I am not anxious to enter into the dark phallic [!] and sexual ancestry of the vertical shape as symbol of growth, strength, or power. It would be too easy and possibly too offensive for many a delicate hearer!
Was this received with some shock? or did it get a men’s club kind of laugh? were any of the SMPE brotherhood aware of the Soviet visitor’s sexual orientation? Perhaps a subject for Orphans 2022.

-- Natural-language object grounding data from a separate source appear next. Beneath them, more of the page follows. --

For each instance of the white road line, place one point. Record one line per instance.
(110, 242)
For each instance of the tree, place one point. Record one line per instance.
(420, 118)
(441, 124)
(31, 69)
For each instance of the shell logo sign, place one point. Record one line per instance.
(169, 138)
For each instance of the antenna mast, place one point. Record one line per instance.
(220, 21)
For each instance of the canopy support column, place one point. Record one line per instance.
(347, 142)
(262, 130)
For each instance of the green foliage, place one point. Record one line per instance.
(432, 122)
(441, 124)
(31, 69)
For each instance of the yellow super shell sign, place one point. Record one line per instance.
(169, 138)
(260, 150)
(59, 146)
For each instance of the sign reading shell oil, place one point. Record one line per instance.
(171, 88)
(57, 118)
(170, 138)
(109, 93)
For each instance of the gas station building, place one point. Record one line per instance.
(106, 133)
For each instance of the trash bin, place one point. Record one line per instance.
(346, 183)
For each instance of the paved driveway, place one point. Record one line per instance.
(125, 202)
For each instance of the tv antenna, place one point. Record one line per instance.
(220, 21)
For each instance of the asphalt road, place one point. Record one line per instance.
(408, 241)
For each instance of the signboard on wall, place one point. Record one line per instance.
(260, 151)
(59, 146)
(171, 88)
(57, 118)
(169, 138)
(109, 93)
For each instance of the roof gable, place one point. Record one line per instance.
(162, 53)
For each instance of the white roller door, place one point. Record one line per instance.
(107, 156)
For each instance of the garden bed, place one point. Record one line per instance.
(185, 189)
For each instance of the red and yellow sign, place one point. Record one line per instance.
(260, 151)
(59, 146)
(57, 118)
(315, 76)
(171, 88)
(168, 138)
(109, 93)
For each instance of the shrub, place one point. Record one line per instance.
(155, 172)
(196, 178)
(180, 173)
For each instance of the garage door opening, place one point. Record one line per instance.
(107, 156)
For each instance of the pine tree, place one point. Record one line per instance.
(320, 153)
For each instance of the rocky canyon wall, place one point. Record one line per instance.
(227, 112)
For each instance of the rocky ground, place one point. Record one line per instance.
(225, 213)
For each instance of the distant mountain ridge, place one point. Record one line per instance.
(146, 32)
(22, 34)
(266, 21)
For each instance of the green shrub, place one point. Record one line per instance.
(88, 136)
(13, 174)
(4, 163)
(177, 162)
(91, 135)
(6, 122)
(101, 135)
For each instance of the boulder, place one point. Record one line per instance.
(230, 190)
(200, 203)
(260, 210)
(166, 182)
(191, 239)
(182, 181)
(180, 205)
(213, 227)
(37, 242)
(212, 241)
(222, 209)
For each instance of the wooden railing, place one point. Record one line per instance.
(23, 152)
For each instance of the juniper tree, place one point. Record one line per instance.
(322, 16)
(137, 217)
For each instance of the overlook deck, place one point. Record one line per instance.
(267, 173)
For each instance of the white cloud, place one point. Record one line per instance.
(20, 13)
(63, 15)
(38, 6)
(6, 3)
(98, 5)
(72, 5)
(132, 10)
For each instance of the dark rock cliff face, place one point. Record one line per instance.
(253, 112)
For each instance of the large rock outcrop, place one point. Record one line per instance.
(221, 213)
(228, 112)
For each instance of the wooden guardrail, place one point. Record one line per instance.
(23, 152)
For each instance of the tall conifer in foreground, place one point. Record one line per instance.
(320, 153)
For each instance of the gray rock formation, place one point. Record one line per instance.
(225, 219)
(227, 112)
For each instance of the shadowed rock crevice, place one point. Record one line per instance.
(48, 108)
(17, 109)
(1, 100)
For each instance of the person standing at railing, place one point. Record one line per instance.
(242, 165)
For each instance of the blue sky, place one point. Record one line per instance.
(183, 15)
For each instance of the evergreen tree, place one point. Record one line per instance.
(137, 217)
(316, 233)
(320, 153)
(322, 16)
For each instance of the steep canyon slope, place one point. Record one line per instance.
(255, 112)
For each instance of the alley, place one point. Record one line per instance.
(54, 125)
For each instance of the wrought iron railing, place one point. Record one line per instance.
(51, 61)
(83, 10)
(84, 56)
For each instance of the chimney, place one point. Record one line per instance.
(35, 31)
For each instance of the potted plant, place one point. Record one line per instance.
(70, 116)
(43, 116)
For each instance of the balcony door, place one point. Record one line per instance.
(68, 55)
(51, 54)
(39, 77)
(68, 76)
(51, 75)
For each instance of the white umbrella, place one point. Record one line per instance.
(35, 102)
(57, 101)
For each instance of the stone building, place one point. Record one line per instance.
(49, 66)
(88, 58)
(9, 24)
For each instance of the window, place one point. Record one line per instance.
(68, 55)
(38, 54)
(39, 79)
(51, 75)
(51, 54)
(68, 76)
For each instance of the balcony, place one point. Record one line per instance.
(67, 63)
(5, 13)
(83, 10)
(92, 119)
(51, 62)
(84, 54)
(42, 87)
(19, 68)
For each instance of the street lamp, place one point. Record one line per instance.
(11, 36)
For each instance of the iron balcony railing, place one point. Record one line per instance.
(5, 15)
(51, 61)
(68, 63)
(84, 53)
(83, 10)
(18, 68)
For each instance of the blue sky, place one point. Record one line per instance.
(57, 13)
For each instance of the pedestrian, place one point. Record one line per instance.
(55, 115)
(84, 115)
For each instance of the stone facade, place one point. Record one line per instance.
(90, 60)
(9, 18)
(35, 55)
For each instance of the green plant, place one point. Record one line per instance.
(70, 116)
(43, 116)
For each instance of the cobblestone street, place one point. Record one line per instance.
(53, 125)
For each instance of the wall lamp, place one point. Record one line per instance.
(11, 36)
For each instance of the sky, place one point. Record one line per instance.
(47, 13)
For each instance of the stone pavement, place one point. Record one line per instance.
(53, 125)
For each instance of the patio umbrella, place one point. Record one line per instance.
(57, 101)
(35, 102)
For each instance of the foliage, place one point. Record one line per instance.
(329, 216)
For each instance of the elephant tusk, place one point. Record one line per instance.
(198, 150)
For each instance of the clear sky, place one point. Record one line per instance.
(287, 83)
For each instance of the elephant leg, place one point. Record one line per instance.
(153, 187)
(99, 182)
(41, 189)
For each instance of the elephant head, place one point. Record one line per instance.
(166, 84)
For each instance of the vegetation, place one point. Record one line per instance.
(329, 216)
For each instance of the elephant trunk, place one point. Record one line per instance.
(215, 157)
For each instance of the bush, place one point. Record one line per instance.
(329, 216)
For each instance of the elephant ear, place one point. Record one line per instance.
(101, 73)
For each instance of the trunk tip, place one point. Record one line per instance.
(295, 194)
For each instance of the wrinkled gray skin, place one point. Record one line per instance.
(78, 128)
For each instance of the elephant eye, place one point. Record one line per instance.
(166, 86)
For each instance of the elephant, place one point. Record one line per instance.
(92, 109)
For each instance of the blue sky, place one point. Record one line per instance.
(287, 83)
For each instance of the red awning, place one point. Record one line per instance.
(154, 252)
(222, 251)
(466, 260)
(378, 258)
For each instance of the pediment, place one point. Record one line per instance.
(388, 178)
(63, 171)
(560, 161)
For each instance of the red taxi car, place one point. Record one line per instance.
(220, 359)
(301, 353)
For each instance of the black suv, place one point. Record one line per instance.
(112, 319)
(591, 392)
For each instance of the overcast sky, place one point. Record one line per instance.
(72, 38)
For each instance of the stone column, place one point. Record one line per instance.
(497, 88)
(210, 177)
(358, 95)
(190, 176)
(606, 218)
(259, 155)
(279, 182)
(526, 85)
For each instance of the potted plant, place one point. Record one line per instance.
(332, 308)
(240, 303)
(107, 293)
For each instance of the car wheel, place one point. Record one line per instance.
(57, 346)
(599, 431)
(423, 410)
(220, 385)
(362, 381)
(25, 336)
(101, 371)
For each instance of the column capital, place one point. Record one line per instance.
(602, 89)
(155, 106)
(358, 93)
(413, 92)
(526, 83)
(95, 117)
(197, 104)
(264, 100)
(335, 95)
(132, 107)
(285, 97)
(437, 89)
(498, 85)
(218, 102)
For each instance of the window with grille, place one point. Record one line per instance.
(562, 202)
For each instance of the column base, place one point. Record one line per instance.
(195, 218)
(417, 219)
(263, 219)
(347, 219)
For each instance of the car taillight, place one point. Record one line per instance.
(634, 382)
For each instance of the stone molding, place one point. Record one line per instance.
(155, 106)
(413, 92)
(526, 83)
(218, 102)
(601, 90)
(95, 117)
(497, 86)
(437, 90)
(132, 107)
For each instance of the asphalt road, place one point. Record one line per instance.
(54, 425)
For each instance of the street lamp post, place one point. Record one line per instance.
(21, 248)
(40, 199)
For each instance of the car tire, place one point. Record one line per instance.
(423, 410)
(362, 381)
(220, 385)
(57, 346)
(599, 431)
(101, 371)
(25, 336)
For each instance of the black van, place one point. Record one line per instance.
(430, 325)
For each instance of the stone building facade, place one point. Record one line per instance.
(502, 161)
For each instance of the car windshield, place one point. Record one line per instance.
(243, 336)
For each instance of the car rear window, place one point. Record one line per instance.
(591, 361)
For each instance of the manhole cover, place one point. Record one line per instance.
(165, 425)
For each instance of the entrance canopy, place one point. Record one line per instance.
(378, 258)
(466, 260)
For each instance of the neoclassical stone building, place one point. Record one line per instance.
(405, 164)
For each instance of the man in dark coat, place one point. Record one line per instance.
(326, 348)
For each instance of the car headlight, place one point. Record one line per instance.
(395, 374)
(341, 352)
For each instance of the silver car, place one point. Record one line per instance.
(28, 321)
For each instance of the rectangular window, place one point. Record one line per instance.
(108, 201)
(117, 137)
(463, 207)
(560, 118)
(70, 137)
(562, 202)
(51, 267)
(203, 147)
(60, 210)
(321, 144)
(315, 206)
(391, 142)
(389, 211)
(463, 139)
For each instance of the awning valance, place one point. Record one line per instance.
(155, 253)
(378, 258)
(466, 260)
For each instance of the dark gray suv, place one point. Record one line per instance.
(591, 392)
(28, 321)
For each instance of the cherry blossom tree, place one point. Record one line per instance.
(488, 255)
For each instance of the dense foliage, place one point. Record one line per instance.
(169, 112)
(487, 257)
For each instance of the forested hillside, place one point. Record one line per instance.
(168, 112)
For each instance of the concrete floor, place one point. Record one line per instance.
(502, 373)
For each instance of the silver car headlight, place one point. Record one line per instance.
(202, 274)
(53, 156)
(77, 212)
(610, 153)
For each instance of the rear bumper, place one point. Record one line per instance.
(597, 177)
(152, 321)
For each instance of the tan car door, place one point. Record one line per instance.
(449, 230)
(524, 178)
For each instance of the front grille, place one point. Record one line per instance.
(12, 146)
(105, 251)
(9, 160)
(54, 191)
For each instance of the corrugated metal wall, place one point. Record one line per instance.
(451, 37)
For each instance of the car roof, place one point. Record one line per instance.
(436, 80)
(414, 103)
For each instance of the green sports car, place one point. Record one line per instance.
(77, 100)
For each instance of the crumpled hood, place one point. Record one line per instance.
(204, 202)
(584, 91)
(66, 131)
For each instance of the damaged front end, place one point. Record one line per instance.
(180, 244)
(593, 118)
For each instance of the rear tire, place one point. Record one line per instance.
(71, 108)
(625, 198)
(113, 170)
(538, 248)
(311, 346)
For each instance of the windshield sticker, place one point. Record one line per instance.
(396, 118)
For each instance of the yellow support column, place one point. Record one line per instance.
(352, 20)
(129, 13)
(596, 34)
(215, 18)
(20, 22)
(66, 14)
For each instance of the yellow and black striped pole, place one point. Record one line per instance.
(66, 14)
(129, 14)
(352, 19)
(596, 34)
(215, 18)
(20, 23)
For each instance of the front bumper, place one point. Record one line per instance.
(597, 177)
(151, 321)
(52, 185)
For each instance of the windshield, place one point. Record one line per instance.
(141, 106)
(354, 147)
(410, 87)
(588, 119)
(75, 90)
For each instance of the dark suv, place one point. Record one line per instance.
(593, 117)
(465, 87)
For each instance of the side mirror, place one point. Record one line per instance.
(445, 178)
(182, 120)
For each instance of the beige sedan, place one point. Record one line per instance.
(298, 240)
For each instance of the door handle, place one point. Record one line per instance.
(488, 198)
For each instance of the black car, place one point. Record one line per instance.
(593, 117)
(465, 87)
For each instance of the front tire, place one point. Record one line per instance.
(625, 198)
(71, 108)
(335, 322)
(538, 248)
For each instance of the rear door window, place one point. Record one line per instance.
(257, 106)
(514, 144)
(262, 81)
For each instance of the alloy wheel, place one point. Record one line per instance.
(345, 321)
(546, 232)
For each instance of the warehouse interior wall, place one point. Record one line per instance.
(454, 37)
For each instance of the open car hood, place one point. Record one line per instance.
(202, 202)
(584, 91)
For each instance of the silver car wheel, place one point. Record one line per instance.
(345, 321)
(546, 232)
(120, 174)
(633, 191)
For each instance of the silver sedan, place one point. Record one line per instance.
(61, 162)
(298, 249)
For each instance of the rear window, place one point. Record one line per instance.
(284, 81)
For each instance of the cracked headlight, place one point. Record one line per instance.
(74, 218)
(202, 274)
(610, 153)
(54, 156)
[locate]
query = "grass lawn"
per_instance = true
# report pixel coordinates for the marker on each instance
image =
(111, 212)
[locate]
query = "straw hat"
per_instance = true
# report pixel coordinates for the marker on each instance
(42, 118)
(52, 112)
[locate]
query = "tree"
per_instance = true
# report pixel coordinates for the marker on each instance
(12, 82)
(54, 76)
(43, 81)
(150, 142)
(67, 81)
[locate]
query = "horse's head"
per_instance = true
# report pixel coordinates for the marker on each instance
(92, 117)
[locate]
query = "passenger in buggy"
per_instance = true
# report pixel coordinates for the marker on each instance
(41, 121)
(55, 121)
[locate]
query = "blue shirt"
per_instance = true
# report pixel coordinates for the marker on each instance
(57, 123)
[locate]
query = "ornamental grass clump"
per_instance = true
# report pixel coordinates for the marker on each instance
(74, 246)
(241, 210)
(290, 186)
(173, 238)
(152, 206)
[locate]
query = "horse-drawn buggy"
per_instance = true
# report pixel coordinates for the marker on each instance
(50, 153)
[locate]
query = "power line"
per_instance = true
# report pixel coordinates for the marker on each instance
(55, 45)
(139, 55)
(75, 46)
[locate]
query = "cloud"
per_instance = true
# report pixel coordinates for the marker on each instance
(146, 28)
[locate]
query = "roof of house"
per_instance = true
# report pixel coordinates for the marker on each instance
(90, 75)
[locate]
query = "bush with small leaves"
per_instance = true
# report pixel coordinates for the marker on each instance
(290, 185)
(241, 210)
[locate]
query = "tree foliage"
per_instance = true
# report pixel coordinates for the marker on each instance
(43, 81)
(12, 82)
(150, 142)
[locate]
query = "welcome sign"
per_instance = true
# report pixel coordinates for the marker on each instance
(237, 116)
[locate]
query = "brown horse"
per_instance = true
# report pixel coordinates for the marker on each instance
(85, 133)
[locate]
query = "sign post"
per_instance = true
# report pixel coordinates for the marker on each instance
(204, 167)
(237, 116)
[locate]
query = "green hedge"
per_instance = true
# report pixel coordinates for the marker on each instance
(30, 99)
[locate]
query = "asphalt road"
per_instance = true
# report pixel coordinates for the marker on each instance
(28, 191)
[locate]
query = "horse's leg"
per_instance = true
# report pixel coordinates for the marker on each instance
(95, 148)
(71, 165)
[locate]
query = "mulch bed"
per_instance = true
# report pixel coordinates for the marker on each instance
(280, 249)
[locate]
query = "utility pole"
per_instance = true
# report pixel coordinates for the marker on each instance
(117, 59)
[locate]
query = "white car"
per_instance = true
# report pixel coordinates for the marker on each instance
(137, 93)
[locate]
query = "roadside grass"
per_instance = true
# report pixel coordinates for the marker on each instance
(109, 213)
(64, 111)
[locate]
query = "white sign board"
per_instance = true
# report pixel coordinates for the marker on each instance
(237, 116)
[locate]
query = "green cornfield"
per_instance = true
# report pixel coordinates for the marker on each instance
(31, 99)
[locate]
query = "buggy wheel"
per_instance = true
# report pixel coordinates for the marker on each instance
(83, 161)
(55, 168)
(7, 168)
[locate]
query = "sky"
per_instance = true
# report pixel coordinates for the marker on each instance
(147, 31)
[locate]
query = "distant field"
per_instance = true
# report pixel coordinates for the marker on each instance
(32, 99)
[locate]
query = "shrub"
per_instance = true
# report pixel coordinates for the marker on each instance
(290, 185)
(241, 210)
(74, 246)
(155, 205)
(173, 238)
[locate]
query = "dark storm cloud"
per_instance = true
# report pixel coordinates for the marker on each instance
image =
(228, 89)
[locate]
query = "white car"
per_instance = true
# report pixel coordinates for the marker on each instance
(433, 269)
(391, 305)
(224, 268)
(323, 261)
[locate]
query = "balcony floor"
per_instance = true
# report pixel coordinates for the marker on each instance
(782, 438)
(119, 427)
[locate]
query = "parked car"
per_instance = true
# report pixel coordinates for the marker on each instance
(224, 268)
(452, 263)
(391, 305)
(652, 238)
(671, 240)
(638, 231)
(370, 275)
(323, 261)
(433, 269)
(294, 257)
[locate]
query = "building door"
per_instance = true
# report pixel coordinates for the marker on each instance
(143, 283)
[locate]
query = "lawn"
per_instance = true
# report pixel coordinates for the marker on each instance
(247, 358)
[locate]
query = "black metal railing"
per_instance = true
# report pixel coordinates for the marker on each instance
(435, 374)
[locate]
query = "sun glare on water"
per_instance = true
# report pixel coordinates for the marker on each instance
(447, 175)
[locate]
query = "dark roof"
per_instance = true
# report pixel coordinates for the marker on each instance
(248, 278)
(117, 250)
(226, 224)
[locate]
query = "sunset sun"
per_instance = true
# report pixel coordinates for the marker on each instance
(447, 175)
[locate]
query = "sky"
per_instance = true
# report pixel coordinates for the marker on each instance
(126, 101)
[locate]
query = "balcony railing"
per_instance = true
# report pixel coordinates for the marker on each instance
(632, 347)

If this envoi about another envoi seems to digress too far, we in fact end with the return of leitmotifs established in An Atlantic Voyage: Von Hamburg zu den Niagarafällen mit dem Schnelldampfer Kaiser Wilhelm II. On September 17, 1929, exactly one year before Eisenstein spoke at the wide film symposium, Fox Grandeurvision’s 70mm format made its debut as a Fox Movietone newsreel program. At the Gaiety Theater in New York, it opened with scenes of Niagara Falls and footage of SS Leviathan, the transatlantic ocean liner launched from Hamburg in 1914 as Vaterland (until seized in wartime by the US Navy in 1917 and renamed). More satisfying still for the Orphan Film Symposium 2020 farewell, Fox newsreel cinematographers returned to New York Harbor with 70mm film and recorded the Statue of Liberty.